The Quiet Rise of Clarence Thomas
A new documentary tells the story of one of our nation’s most brilliant jurists.
The mere mention of the name Clarence Thomas evokes a wide range of opinions on both sides of the political spectrum.
What’s unfortunate is that most Americans have a perception about Thomas created by the media and by the Democrats’ “high-tech lynching” of him during his 1991 Supreme Court confirmation hearings. Indeed, to get a sense of the real Thomas, one must fight through nearly 30 years of smears, half-truths, and downright lies.
Although the media and Hollywood routinely assassinate the character of every conservative woman or African American who achieves political prominence, the sustained attack on Thomas has been especially vicious. And it’s kept many Americans from ever knowing the true man.

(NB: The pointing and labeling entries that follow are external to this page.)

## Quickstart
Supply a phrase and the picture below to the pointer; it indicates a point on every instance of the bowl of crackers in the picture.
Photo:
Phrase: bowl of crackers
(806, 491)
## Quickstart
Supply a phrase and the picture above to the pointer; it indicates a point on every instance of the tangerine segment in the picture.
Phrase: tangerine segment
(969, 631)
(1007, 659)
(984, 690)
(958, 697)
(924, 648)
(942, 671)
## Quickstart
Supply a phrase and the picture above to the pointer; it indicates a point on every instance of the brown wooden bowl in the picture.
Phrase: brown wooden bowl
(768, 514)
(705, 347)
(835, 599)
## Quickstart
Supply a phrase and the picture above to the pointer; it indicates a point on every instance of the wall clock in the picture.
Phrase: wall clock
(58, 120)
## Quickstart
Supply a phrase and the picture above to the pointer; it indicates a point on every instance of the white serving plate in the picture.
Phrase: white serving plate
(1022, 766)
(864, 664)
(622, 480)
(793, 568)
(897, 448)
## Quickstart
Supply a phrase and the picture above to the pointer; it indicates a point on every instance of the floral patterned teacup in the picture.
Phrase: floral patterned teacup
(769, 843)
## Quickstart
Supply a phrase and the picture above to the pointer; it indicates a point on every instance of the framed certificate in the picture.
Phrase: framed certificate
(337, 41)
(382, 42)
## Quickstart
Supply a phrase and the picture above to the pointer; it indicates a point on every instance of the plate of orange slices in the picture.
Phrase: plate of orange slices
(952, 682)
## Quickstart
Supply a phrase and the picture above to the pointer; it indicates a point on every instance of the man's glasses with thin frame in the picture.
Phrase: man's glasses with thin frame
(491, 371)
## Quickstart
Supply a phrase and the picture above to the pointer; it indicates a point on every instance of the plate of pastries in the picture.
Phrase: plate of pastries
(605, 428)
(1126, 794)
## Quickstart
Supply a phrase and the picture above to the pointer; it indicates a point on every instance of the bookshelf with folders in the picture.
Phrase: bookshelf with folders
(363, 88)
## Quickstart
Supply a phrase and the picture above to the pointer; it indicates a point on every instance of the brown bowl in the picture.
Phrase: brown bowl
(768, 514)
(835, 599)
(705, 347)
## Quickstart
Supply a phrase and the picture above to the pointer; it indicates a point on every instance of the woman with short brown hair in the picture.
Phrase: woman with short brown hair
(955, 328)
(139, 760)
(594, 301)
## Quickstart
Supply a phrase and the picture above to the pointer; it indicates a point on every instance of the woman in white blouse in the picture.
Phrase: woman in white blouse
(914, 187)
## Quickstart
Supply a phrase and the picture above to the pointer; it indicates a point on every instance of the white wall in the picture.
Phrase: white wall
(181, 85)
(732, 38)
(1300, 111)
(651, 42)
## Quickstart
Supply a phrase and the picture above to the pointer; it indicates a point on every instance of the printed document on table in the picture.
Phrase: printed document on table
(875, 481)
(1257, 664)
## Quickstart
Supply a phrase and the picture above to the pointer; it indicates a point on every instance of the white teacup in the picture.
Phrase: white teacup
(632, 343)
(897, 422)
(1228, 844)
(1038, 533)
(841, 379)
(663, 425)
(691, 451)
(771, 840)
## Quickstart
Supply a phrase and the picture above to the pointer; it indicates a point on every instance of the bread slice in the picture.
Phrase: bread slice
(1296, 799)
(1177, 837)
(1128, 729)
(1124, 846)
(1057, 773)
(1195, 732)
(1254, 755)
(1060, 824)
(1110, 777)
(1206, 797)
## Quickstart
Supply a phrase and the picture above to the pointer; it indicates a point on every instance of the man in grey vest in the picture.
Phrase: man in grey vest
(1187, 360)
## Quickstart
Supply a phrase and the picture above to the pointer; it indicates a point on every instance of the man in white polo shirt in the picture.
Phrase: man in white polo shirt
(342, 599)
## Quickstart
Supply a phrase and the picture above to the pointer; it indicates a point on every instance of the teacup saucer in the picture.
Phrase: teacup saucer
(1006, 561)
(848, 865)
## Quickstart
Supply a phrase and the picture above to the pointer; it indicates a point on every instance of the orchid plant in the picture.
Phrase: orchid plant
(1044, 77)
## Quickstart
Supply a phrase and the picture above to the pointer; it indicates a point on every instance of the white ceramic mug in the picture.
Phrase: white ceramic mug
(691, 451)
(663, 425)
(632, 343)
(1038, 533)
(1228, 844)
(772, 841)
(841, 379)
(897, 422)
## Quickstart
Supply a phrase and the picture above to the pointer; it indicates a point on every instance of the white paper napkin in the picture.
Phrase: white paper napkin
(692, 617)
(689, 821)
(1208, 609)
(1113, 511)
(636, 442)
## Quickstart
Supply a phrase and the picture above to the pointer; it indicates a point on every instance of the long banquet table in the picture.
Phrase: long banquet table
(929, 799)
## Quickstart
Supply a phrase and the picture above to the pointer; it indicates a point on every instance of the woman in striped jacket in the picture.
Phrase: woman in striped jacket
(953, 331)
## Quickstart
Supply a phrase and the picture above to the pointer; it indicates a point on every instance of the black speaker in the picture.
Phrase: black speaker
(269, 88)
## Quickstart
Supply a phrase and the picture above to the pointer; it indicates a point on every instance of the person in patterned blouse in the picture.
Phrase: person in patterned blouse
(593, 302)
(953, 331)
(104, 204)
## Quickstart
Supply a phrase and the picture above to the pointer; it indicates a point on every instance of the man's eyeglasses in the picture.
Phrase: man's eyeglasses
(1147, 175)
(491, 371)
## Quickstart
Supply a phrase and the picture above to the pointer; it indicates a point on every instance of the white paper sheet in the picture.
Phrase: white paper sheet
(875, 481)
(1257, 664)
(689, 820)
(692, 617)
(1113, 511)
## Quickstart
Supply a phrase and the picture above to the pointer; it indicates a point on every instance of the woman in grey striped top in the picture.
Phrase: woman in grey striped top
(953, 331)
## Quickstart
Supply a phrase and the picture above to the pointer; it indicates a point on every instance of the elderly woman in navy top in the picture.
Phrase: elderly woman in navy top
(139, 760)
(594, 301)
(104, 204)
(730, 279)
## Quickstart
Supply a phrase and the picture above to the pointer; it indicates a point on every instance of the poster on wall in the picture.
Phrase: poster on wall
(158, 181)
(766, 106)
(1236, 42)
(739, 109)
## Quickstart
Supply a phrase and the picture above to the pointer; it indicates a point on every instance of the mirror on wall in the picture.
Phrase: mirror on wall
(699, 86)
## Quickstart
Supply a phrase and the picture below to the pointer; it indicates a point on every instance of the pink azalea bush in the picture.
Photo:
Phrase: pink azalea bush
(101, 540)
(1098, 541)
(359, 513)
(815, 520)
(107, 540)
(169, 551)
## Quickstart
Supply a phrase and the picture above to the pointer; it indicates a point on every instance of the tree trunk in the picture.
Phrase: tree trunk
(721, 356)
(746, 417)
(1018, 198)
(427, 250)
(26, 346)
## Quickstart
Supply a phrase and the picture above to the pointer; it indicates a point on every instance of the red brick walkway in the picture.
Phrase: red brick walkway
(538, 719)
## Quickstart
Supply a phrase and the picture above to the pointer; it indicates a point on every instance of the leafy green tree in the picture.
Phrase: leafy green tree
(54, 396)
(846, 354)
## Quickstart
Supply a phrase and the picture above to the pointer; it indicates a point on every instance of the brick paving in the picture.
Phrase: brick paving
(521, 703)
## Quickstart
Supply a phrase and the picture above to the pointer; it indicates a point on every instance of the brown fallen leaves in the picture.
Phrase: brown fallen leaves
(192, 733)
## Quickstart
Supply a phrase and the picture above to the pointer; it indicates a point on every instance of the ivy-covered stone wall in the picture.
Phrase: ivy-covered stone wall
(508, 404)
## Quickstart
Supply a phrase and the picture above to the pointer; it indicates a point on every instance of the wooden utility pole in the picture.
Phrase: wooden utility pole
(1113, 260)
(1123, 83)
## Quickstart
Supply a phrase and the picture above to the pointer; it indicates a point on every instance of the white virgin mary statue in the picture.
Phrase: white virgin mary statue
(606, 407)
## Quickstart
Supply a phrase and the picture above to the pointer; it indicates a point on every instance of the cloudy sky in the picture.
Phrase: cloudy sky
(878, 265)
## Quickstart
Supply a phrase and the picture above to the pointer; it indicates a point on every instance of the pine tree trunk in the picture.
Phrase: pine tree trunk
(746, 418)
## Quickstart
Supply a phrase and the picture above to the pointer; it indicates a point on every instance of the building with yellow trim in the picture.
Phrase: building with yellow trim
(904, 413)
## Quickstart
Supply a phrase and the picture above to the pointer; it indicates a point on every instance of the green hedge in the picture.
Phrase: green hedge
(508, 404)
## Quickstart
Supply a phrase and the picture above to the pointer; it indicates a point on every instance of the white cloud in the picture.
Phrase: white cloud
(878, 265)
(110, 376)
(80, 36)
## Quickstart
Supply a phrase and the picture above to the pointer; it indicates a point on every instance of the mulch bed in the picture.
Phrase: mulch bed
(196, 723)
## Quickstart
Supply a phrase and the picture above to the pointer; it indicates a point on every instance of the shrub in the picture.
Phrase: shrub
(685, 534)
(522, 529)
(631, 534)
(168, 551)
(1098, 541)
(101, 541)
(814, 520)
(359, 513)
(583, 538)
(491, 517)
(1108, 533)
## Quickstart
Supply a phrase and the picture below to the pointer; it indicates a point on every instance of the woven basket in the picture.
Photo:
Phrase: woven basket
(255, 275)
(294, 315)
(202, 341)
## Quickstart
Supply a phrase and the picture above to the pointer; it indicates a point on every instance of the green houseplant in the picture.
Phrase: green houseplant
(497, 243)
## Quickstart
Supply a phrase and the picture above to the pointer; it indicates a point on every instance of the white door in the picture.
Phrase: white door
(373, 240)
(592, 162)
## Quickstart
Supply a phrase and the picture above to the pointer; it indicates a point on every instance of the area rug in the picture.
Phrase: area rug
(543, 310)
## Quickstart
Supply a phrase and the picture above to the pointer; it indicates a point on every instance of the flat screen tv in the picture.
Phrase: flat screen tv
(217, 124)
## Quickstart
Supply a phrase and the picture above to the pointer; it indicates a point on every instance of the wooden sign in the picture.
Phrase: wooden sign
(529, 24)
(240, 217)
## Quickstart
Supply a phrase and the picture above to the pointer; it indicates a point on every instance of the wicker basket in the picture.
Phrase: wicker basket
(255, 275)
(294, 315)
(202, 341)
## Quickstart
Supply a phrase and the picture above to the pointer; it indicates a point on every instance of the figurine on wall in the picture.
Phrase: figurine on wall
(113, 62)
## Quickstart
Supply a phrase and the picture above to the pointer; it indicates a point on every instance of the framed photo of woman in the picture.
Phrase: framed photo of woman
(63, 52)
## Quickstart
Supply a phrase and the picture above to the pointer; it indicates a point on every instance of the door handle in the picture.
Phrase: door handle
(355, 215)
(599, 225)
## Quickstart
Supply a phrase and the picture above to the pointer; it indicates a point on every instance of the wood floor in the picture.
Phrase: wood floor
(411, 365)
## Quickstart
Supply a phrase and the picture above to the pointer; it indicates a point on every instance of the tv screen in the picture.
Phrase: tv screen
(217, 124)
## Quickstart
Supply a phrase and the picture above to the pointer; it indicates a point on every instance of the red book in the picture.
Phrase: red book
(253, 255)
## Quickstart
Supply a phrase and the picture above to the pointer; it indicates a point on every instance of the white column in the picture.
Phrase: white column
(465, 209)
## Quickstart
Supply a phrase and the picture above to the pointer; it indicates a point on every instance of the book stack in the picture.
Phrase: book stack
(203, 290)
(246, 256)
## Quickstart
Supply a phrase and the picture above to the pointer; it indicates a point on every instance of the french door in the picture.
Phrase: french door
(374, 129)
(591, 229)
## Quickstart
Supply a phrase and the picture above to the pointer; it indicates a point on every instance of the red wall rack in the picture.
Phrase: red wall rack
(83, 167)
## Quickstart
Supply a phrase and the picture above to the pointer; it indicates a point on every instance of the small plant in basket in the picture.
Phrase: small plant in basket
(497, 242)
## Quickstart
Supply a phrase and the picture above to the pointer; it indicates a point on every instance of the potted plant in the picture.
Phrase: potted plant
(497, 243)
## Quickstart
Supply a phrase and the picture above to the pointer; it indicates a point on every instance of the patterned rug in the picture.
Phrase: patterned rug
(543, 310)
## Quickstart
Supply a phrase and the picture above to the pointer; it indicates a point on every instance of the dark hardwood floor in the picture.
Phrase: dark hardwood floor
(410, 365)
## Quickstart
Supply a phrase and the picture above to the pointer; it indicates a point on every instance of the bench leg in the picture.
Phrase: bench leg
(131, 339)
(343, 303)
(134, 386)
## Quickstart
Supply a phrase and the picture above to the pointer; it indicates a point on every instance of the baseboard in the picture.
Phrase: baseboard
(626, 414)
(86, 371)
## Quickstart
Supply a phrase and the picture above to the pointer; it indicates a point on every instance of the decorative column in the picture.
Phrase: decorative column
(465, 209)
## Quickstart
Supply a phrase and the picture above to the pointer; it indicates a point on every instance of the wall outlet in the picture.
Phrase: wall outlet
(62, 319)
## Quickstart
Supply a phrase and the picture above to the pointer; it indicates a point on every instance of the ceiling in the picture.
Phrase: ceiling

That’s what makes the latest documentary about Thomas a must-see.
“Created Equal: Clarence Thomas in his Own Words” premiered in select theaters around the country earlier this year, but now plays on PBS stations for all to see.
The documentary reveals an amazing American life that even admirers of Thomas may find surprising. For example, the conservative jurist once learned the speeches of Malcom X, marched with black nationalists, and nearly entered the priesthood. Of course, he was also deeply affected by the assassination of Dr. Martin Luther King. Less surprising, perhaps, is that Thomas learned important lessons from his childhood such as the value of hard work and a good education.
There’s so much to the man that we rarely see.
“Thomas has been described by the leading lights of the media as bitter, a loner, a brooding recluse,” writes The Spectator’s Robert Curry. “The real Clarence Thomas is the opposite of the fictitious one. Thomas is a man with a sunny disposition who likes people and is liked by the people who know him. He is also brilliant and eloquent.” Curry adds that “his life is one of those great American stories like the life of Abraham Lincoln, a story of overcoming great adversity to achieve great things and personal greatness.”
What’s interesting is that this story is being told in the wake of the Brett Kavanaugh hearings, which were eerily reminiscent of Thomas’s own experience in 1991. “Democrats did to Kavanaugh what they had done to Thomas years prior in an attempt to derail Kavanaugh’s confirmation,” explains the Washington Examiner’s Kaylee McGhee. “They elevated not just one but several accusers who could not corroborate their stories or provide substantive evidence backing their troubling, and in some cases, outlandish claims.”
Thomas claims he was “the wrong black man,” alluding to the fact that he wasn’t an ideological successor to the first black man on the Supreme Court, the then-recently retired Thurgood Marshall, and that conservative blacks are held to a different standard than their liberal counterparts.
Thomas survived an unprecedented assault during his confirmation hearings, the centerpiece of which was a dubious accusation of sexual harassment by a former staffer, Anita Hill. The controversial hearings were led by none other than Joe Biden, who was then chairman of the Senate Judiciary Committee and who now finds himself the subject of accusations of sexual assault. Thomas was ultimately confirmed to the Supreme Court by the narrowest of margins, 52-48. Yet despite three decades of negative media portrayals, today the tide now seems to be turning in Thomas’s favor.
He’s become more outspoken, and both a recent book and film portray him in a more favorable and objective light. To conservatives, Thomas has become something of an icon in the way that Justice Ruth Bader Ginsburg is to the Left.
As a senior member of the Court, Thomas now seems to be hitting his stride. As Nicholas Casey writes in The New York Times, “His legal views spent the 1990s and the early 2000s bottled up as dissents and concurrences that his colleagues often did not sign onto. Now, many are becoming the law of the land.”
Thomas, at 71, is the Court’s third-oldest justice, behind Ginsburg (87) and her fellow leftist Stephen Breyer (81), but recent rumors about him retiring from the Supreme Court are as yet unfounded. His strong, principled voice on the High Court is needed now more than ever, and it’s about time more Americans are finally getting to know him.